Although N.J.S.A. 9:6-8.46(a)(4) allows "previous statements made by the child relating to any allegations of abuse or neglect [to] be admissible in evidence," the statute further provides "that no such statement, if uncorroborated, shall be sufficient to make a fact finding of abuse or neglect." While "[t]he most effective types of corroborative evidence may be eyewitness testimony, a confession, an admission or medical or scientific evidence[,] . . . corroborative evidence need not relate directly to the accused. By its nature, corroborative evidence 'need only provide support for the out-of-court statements.'" N.J. Div. of Youth & Family Servs. v. L.A., 357 N.J. Super. 155, 166 (App. Div. 2003) (quoting N.J. Div. of Youth & Family Servs. v. Z.P.R., 351 N.J. Super. 427, 436 (App. Div. 2002)).

We note, in this regard that leaving aside the inconsistency of R.T.'s statements as to whether R.C. had ever hit or kicked her, R.T. did not testify at the hearing, and her out-of-court statements are not admissible against R.C.8 See N.J.R.E. 803(a)-803(b); N.J. Div. of Child Prot. & Permanency v. M.C., 435 N.J. Super. 405, 421 n.5 (App. Div. 2014) (noting that out-of-court statements to the caseworker made by wife and brother of the defendant were not admissible against defendant for truth of matters asserted).

Reversed and remanded for reconsideration in accordance with the direction provided in this opinion. We do not retain jurisdiction.


 


1 In June 2012, the Division of Youth and Family Services was reorganized and was renamed the Division of Child Protection and Permanency. L. 2012, c. 16. We refer to it as the Division or DYFS in this opinion.


2 We refer to the children by fictitious names in order to protect their privacy.
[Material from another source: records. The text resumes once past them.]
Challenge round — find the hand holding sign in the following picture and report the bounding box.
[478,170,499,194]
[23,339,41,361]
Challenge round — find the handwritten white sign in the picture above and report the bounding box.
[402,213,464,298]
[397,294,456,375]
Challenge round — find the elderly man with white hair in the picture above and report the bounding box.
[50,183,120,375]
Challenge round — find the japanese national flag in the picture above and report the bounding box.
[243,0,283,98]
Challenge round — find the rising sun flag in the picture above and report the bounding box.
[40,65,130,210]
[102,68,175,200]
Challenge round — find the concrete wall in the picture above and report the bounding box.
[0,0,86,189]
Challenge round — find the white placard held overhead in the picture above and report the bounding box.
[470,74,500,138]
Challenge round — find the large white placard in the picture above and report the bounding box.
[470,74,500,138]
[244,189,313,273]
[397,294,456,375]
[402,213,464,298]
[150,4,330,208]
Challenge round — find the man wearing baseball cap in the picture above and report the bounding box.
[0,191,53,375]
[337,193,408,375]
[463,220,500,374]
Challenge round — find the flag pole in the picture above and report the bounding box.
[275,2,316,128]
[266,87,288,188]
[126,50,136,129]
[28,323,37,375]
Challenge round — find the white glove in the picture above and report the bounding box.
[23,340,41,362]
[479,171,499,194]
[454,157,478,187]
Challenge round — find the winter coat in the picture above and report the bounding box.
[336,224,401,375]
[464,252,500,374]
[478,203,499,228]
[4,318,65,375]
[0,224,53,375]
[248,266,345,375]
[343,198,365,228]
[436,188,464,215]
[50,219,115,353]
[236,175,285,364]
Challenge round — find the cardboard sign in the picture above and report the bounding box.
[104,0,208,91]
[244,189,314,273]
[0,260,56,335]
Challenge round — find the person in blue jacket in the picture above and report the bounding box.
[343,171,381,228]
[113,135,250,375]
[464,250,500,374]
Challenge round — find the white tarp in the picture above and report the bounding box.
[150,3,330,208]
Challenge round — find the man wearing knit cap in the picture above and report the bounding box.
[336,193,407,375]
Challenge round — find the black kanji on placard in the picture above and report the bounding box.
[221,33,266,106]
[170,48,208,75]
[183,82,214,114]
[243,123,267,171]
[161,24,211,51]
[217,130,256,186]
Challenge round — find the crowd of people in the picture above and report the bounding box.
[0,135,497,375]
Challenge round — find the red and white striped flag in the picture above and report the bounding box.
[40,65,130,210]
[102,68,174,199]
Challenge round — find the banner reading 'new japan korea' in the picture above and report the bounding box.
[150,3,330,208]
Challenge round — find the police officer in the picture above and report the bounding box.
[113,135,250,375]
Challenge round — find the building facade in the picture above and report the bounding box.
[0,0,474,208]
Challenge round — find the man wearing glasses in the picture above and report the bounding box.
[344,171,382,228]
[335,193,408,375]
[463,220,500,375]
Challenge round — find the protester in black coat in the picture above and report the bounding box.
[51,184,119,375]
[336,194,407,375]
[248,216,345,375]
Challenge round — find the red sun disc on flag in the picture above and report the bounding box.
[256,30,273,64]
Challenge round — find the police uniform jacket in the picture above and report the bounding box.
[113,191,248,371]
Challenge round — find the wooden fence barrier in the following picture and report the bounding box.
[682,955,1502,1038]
3 The parties' dispute whether this counseling was "court ordered" or whether R.C. sought assistance for his family "on his own." The caseworker conceded on cross-examination that she was not aware of any directive requiring counseling, and there is no court order to that effect in the record. There appears, however, no disagreement that the couple's altercation and R.C.'s arrest is what precipitated the couple's contact with a therapist. Accordingly, we view the dispute as immaterial.
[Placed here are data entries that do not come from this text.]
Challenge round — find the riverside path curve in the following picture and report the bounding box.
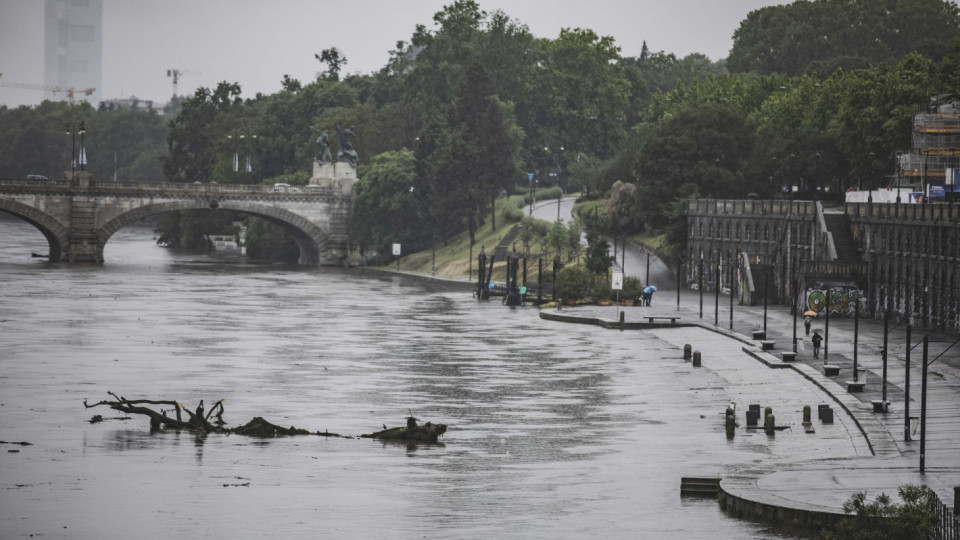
[542,289,960,533]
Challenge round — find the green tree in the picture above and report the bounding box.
[638,102,755,229]
[424,63,521,245]
[728,0,960,77]
[162,82,242,182]
[827,485,939,540]
[315,47,348,82]
[351,149,431,257]
[585,230,612,274]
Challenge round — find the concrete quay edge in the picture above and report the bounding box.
[538,307,910,529]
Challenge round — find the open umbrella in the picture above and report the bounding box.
[643,286,657,294]
[804,310,817,317]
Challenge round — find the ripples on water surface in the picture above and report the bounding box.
[0,215,793,539]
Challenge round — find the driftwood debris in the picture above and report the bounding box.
[83,392,446,443]
[360,416,447,443]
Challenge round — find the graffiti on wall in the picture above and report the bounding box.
[805,288,866,317]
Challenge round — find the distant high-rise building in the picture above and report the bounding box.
[44,0,102,105]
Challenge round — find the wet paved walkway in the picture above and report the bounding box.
[550,290,960,517]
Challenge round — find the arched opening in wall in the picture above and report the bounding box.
[110,209,305,265]
[0,209,64,263]
[102,215,175,264]
[106,201,332,266]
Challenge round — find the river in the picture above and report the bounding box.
[0,213,793,539]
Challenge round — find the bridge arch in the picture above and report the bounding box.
[0,199,69,262]
[98,199,331,265]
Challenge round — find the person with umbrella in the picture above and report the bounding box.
[643,285,657,306]
[803,310,816,335]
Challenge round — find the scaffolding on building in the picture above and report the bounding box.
[898,95,960,193]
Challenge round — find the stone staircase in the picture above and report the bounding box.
[680,476,721,497]
[823,213,859,263]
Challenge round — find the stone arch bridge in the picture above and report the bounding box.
[0,177,356,265]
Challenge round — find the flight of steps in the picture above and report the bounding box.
[680,476,721,497]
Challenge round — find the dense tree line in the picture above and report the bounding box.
[2,0,959,264]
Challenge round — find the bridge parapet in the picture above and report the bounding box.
[0,178,355,265]
[0,178,335,198]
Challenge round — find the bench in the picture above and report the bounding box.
[781,352,797,362]
[760,340,775,351]
[644,316,680,324]
[823,364,840,376]
[846,380,865,392]
[751,330,766,340]
[872,400,889,413]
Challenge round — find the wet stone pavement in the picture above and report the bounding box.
[551,290,960,517]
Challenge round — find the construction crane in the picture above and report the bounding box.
[0,73,95,103]
[166,69,200,98]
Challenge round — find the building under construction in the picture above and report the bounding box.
[897,94,960,200]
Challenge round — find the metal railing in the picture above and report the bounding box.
[929,490,958,540]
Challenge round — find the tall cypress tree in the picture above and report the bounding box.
[427,62,520,244]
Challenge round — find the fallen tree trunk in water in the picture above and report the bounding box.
[360,415,447,443]
[83,392,445,442]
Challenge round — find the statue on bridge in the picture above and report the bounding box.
[335,124,358,167]
[308,127,332,163]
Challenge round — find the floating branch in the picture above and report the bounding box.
[83,392,446,443]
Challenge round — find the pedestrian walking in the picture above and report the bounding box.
[804,315,812,335]
[811,330,822,359]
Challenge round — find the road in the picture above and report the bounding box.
[528,197,676,292]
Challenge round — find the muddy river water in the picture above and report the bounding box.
[0,215,792,539]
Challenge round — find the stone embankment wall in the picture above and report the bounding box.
[686,199,960,331]
[846,202,960,331]
[685,199,827,304]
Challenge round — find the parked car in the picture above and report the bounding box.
[272,183,291,193]
[25,174,48,180]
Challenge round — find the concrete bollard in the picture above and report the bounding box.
[746,404,760,426]
[683,344,692,360]
[692,351,701,367]
[557,298,562,311]
[725,413,736,439]
[764,413,776,435]
[619,311,625,330]
[803,405,811,425]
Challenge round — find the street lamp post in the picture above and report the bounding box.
[699,254,704,319]
[79,121,86,171]
[824,288,831,363]
[896,151,903,203]
[714,252,720,326]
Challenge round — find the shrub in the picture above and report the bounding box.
[622,276,643,301]
[555,266,594,303]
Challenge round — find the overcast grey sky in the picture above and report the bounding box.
[0,0,786,108]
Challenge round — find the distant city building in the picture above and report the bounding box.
[44,0,102,105]
[99,96,167,114]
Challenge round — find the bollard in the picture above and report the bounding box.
[818,404,830,421]
[619,311,625,330]
[557,298,562,311]
[821,407,834,424]
[747,404,760,427]
[803,405,811,425]
[692,351,702,367]
[683,344,692,360]
[725,413,736,439]
[954,486,959,515]
[764,413,776,435]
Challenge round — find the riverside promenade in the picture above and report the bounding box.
[543,290,960,530]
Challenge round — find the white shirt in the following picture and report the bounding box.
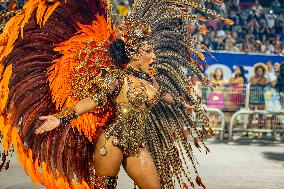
[266,70,277,83]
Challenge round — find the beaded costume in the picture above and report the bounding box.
[0,0,232,188]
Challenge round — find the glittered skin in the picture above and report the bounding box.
[98,66,167,157]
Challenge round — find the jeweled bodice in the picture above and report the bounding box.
[126,77,149,108]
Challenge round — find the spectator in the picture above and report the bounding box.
[202,1,284,54]
[264,40,275,54]
[2,0,284,55]
[208,67,227,127]
[266,60,277,86]
[252,0,263,16]
[276,63,284,93]
[249,63,268,105]
[259,20,269,39]
[249,63,268,128]
[228,66,246,110]
[274,62,281,76]
[275,63,284,125]
[265,62,283,128]
[265,10,276,29]
[208,67,227,109]
[229,65,246,85]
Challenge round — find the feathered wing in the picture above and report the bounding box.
[129,1,232,188]
[0,0,113,188]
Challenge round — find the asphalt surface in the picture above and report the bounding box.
[0,137,284,189]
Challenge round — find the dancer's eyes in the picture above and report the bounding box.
[142,47,152,53]
[145,48,152,53]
4 R.T.'s evaluation is not part of this record and there was no testimony regarding her evaluation at the OAL hearing.

5 R.C. reported that he had been charged with assault following a fight with a friend and completed mandatory anger management counseling.

6 R.C. represented himself at the hearing and his direct examination was conducted by the ALJ.

7 This incident is related in that section of Dr. DeLong's report of her evaluation of R.C. entitled "Record Review." To the extent that this information may have come from Dr. DeLong's clinical evaluation of R.T., that report was not introduced at the OAL hearing and Dr. DeLong did not testify about her evaluation of R.T.

8 There is no dispute that the Division's contact sheets and case summaries were admissible. See N.J.S.A. 9:6-8.46(a)(3); N.J. Div. of Youth & Family Servs. v. M.C. III, 201 N.J. 328, 346-47 (2010). Notwithstanding, embedded hearsay statements within those reports must still meet the admissibility requirements of N.J.R.E. 805. Cf. N.J. Div. of Youth & Family Servs. v. B.M., 413 N.J. Super. 118, 132 (App. Div. 2010) (noting that Rule 5:12-4(d) does not "create an exception to the prerequisites for the admission of a business record set forth in N.J.R.E. 803(c)(6)").